# Bit serial computation - Dot product

The notebook illustrates that bit-serial computation of a dot product of a an operand `A` by an operand `B`, where the `A` operand is a set of values viewed at the bit level. This computation can be viewed as tensor computation where the bit-level representation of `A` is achieved with a rank-2 tensor where the lower rank is a set of sparse fibers with a 1 at those coordinates that match the bit-positions with a 1 in the binary representation of the value. The operand `B` is simply represented as a rank-1 tensor of values. As a result this computation can be represented with the following Einsum:

$$
Z = A_{i,j} \times B_i \times 2^j
$$

This representation of the calculation allows us to consider different dataflows and parallelism options, which are illustrated below.

## Setup

The first step is to set up the environment and create some tensors

In [None]:
# Run boilerplate code to set up environment

%run ../prelude.py --style=tree --animation=movie

## Configure some tensors

In [None]:
# Default value for the number of elements in the dot product
I = 4

# Default value for the number of bits in each elemnt of the `A` tensor
J = 8

tm = TensorMaker("dot product inputs")

tm.addTensor("A_IJ", rank_ids=["I", "J"], shape=[I, J], density=0.6, interval=1, seed=0, color="blue")
tm.addTensor("B_I", rank_ids=["I"], shape=[I], density=1, seed=1, color="green")

tm.displayControls()

## Create and display the tensors

In [None]:
A_IJ = tm.makeTensor("A_IJ")
A_JI = A_IJ.swapRanks().setName("A_JI")
B_I = tm.makeTensor("B_I")

#
# Calculate binary value of A from bit-wise represenation
#
a_values = []
for i, a_j in A_IJ:
    a_value = 0
    for j, _ in a_j:
        a_value += 2**j
    a_values.append(a_value)

print(f"A_IJ (with values {a_values})")
displayTensor(A_IJ)

print("A_JI")
displayTensor(A_JI)

print("B")
displayTensor(B_I)

## Create power array

Although the original Einsum notation includes a multiplication by a value that is a function only of an index value (`2^j`), this code will express that as a multiplicaton by a value from a constant rank-1 tensor (`pow2`). In reality, this would probably be implemented directly in hardware (in this case as a **shift**).

In [None]:
pow2 = Tensor(rank_ids=["J"], shape=[J], name="Pow2", color="lightblue")

pow2_j = pow2.getRoot()

for j, pow2_ref in pow2_j.iterShapeRef():
    pow2_ref <<= 2 ** j
    
displayTensor(pow2)

## Serial execution

Observations:

- Since both `a_i` and `b_i` are dense they can be uncompressed and their intersection in trivial
- Since `a_j` is compressed and `pow2` can be uncompressed their intersection can be leader-follower
- Elapsed time is proportional to the total occupancy of all the fibers in the `J` rank of `A_IJ`.

In [None]:
z = Tensor(rank_ids=[], name="Dot Prod")

a_i = A_IJ.getRoot()
b_i = B_I.getRoot()
pow2_j = pow2.getRoot()

z_ref = z.getRoot()

canvas = createCanvas(A_IJ, B_I, pow2, z)
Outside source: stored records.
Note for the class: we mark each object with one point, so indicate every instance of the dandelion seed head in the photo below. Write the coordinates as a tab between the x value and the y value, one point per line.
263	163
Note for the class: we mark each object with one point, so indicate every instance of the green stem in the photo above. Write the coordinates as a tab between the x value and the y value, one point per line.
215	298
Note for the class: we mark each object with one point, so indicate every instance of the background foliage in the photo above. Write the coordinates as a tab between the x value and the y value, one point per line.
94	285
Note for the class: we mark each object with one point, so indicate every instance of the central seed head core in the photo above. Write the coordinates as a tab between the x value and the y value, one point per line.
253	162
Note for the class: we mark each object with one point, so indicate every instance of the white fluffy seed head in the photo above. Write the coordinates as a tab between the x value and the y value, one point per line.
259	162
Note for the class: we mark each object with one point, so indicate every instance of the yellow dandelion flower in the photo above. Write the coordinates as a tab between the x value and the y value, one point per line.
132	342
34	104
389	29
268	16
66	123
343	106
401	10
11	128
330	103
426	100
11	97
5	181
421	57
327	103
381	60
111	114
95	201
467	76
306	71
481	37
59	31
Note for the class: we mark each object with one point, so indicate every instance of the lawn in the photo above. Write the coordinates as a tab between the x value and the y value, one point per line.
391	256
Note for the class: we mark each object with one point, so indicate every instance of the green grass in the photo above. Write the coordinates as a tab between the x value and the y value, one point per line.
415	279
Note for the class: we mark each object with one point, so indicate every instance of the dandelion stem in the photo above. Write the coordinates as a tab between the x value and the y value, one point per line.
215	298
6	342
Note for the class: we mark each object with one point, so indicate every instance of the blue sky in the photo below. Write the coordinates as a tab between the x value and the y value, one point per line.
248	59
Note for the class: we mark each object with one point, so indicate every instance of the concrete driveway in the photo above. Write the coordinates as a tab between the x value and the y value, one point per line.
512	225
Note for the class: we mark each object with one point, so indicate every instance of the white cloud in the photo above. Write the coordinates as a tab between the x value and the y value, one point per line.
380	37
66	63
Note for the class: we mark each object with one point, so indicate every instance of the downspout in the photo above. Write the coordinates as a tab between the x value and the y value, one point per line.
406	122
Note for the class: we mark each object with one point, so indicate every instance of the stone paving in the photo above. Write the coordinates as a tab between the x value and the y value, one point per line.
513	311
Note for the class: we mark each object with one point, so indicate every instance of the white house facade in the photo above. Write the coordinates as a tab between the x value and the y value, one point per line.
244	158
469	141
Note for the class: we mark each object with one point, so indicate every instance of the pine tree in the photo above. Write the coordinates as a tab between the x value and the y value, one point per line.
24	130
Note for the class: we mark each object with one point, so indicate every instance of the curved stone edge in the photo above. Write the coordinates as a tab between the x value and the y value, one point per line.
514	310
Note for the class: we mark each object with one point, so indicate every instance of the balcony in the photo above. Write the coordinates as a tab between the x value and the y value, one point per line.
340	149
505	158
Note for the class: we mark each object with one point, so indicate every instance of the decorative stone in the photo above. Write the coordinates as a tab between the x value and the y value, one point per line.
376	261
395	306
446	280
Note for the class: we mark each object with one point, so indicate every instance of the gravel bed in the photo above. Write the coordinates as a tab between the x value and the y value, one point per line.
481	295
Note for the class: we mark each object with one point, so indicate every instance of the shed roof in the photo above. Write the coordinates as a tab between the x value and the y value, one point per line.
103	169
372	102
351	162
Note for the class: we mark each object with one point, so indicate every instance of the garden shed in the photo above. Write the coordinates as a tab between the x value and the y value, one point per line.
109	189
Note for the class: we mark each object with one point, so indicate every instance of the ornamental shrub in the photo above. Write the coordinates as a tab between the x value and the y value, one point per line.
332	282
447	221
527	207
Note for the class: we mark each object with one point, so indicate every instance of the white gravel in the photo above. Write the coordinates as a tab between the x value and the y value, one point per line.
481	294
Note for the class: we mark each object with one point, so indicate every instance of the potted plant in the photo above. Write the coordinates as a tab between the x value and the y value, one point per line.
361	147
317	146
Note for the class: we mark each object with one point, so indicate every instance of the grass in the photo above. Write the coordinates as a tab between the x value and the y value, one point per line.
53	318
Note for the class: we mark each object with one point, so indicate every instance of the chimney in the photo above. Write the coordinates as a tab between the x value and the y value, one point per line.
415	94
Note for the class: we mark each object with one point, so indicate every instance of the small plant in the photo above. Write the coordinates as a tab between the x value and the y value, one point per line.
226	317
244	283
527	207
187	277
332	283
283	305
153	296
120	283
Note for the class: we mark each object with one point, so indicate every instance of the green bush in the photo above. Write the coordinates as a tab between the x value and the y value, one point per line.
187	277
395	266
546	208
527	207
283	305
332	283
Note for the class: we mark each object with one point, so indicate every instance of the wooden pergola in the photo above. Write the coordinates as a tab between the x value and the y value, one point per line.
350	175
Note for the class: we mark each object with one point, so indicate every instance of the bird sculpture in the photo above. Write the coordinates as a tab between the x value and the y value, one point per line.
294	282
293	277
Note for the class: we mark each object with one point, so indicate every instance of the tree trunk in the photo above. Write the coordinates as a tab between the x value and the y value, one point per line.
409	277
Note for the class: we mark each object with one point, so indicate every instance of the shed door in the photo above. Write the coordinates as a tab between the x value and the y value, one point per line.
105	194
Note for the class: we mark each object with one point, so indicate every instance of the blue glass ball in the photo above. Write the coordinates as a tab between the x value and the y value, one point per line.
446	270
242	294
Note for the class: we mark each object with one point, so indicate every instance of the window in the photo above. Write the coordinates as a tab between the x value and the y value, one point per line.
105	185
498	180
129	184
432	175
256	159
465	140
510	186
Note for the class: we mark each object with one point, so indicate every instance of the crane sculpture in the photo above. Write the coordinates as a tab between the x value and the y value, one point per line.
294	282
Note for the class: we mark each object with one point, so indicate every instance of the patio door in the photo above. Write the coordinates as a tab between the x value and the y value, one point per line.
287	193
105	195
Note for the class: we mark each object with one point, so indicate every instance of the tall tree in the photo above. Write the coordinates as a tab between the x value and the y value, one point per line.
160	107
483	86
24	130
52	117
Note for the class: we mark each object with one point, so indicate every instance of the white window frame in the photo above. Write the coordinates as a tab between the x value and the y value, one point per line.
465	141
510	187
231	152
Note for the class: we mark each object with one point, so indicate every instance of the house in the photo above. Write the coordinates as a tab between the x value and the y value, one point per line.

for i, (a_j, b_val) in a_i & b_i:
    for j, (a_val, pow2_val) in a_j & pow2_j:
        # Note a_val can only be "1" so we don't need to multiply by it.
        z_ref += (a_val * b_val) * pow2_val
        canvas.addFrame((i,j),(i,),(j,), (0,))
        
displayTensor(z)
displayCanvas(canvas)

## Parallel across B's

Observations: 

- Time is equal to the occupancy of the longest fiber in the `J` rank of `A`

In [None]:
z = Tensor(rank_ids=[], name="Dot Prod")

a_i = A_IJ.getRoot()
b_i = B_I.getRoot()
pow2_j = pow2.getRoot()

z_ref = z.getRoot()

canvas = createCanvas(A_IJ, B_I, pow2, z)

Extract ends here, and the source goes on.